Lucy was born on January 29, 1619/20, the fourth child and eldest daughter of Sir Allen Apsley and his third wife, the former Lucy St. John.
Lucy records that she was born at ‘about 4 of the clock in the morning’ in the Tower of London where her father was Lieutenant.
She writes how after three sons her mother was ‘very desireous of a daughter.’ While pregnant Lady Apsley had a dream that she was walking in the garden with her husband when a star fell from the sky into her hand. Sir Allen interpreted the dream to mean that they would have a daughter of extraordinary distinction.
However, the nurses in attendance at her birth expressed concern at the baby’s heightened colour and feared she would not live, according to Lucy.
It’s fair to say that Lucy was the apple of her parent’s eye. Quick to count her many blessings, Lucy acknowledged the advantageous circumstance of her birth and in particular the education her parents provided for her. She recalled learning to speak in both English and French and how by the age of four she was reading ‘perfectly.’
As a seven year old the young Lucy had no less than eight tutors to school her in languages, dancing, writing and needlework (which she hated). In fact, she spent so much time studying that her mother feared for her daughter’s health and locked away her books.
“After dinner and supper I still had an hower allow’d me to play, and then I would steale into some hole or other to read,” Lucy writes.

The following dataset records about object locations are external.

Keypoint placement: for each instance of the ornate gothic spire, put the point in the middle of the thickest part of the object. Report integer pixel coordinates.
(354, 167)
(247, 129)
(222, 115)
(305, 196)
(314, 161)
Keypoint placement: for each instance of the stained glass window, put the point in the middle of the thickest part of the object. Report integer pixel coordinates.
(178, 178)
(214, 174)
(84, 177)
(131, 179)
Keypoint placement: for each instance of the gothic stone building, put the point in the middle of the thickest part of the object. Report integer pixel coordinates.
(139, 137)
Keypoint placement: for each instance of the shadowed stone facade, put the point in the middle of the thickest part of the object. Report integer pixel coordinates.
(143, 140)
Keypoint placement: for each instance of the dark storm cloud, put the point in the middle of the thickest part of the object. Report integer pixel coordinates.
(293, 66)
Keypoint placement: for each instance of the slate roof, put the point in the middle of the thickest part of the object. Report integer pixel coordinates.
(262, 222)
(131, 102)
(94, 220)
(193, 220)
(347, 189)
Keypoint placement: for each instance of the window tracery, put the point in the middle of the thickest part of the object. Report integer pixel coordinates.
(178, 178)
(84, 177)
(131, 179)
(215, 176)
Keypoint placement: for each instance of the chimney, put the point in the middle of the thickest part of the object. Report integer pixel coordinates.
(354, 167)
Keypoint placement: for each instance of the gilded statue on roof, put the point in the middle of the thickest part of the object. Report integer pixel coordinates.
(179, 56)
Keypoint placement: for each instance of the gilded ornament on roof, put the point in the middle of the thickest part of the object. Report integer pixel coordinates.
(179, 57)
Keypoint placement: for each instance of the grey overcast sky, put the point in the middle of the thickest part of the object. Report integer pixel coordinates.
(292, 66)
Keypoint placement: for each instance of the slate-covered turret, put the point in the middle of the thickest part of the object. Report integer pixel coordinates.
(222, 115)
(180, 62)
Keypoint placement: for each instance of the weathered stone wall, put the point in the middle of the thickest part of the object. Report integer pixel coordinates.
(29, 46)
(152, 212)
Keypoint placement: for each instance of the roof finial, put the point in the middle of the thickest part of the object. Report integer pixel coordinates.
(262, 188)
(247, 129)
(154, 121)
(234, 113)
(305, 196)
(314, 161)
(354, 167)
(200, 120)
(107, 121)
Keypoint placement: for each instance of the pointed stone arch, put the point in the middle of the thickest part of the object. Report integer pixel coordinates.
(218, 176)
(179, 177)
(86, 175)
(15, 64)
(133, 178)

She describes how she enjoyed the company of adults in preference to her same age playmates. ‘Play among other children I despis’d, and when I was forc’d to entertaine such as came to visitt me, I tir’d them with more grave instructions than their mothers, and pluckt all their babies [dolls] to pieces.’
John was lodging at the home of his music teacher Mr Coleman when he met fellow student Barbara Apsley, Lucy’s younger sister. Barbara talked at length about her sister Lucy and showed John some of her poetry.
While John Hutchinson was leafing through Lucy’s Latin books, Lucy and her mother were visiting relatives in Wiltshire where a marriage settlement was under discussion.
Fortunately for the smitten young law student the negotiations had come to nothing and the young couple met for the first time at a party at Syon House, the home of the Duke of Northumberland.
John’s affections were reciprocated and Lucy, who paid little heed to fashion and outward appearances, allowed herself a little leeway when it came to describing her suitor.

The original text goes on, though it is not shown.